To help prevent fraud, waste, and abuse in Medicare and Medicaid, the HHS Office of Inspector General (OIG) and joint HHS and DOJ Health Care Fraud Prevention and Enforcement Action Team (HEAT) offer Provider Compliance Trainings, including seminars, training materials, and webcasts.

As part of recent compliance training, the OIG offered tips for operating an effective Medicare and Medicaid compliance program:

Policies and Procedures:

  • Regularly review and update with department managers and Compliance Committee.
  • Assess whether they are tailored to the intended audience and their job functions.
  • Ensure they are written clearly.
  • Include “real-life” examples.

Measuring Effectiveness:

  • Develop compliance program with benchmarks and measurable goals.
  • Set up a system to measure how well you are meeting those goals.
  • Involve the Board in creating the program and regularly update the Board regarding compliance risks, audits, and investigations.
  • If one or more goals are not met, investigate why and how to improve in the future.
  • Assess whether the compliance program has sufficient funding and support.

Training:

  • Regularly review and update training programs.  Try different approaches.  Use “real-life” examples.
  • Make training completion a job requirement.
  • Test employees’ understanding of training topics.
  • Maintain documentation to show which employees received training.
  • Train the Board.
  • Train yourself and your compliance staff. Attend conferences and webinars, subscribe to publications and OIG’s email list, monitor OIG’s website, and network with peers to stay up-to-date and get ideas.

Lines of Communication:

  • Have open lines of communication between you and employees.
  • Maintain an anonymous “hotline” to report issues to you.
  • Enforce a non-retaliation policy for employees who report potential problems.
  • Establish a direct line of communication between you and the Board.
  • Use surveys or other tools to get feedback on training and on the compliance program.
  • Use newsletters or internal websites to maintain visibility with employees.
  • Regularly meet with the Board and brief them on the compliance program.

Internal Auditing:

  • Perform proactive reviews in coding, contracts, and quality of care.
  • Create an audit plan and re-evaluate it regularly.
  • Identify your organization’s risk areas. Use your networking and compliance resources to get ideas and see what others are doing.
  • Don’t only focus on the money – also evaluate what caused the problem.
  • Create corrective action plans to fix the problem.
  • Refer to sampling techniques in OIG’s Self Disclosure Protocol and in Corporate Integrity Agreements (CIAs) to get ideas.

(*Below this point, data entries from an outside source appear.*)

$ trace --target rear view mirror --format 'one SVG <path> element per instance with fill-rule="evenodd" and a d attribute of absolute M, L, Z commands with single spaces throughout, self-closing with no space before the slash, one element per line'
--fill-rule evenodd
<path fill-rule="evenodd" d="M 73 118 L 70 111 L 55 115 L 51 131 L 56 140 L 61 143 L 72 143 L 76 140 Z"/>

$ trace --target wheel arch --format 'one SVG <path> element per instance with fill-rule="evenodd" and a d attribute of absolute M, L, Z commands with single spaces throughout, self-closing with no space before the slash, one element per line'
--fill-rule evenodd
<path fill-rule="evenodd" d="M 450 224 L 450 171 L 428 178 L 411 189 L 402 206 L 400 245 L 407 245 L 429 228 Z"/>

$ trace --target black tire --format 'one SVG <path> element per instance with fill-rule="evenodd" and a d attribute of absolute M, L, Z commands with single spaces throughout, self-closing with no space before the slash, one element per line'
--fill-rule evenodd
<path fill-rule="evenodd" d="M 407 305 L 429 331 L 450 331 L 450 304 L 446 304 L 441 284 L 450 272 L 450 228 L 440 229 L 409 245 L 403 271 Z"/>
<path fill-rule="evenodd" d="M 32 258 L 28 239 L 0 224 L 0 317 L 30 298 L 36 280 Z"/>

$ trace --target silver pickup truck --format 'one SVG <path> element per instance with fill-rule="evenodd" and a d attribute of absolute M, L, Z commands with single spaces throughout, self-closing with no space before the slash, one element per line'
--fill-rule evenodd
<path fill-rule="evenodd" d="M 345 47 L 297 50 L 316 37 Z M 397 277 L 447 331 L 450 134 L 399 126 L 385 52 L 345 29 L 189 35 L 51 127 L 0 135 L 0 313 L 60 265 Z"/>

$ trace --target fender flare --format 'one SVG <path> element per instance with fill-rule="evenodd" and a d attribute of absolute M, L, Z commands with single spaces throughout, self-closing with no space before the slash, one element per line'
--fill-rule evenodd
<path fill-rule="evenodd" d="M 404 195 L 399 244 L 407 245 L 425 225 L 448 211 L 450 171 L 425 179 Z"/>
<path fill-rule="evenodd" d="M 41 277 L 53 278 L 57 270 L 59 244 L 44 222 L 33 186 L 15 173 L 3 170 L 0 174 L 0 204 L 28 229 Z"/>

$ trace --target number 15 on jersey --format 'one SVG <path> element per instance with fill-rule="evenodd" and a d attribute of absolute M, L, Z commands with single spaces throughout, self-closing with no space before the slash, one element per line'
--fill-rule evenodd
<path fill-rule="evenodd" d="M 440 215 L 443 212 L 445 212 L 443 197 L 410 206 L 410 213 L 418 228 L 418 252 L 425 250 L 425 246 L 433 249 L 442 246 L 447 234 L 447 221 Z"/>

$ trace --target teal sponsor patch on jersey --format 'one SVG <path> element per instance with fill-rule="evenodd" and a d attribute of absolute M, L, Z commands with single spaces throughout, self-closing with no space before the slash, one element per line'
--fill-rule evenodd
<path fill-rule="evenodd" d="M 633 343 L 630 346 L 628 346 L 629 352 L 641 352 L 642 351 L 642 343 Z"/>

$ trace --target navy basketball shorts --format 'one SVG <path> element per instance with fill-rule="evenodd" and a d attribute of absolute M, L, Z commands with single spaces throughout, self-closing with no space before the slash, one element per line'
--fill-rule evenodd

Enforcement of Policies and Procedures and Prompt Response to Compliance Issues:

  • Delegate and empower teams closest to the issues to perform reviews, but be careful of possible conflicts or personal relationships that may interfere with getting an objective review.
  • Act promptly, and take appropriate corrective action.
  • Create a system or process to track resolution of complaints.
  • Enforce your policies consistently through appropriate disciplinary action.

The OIG offers many other resources on fraud prevention and detection.  The National Health Care Anti-Fraud Association (NHCAA) also offers helpful training and resources.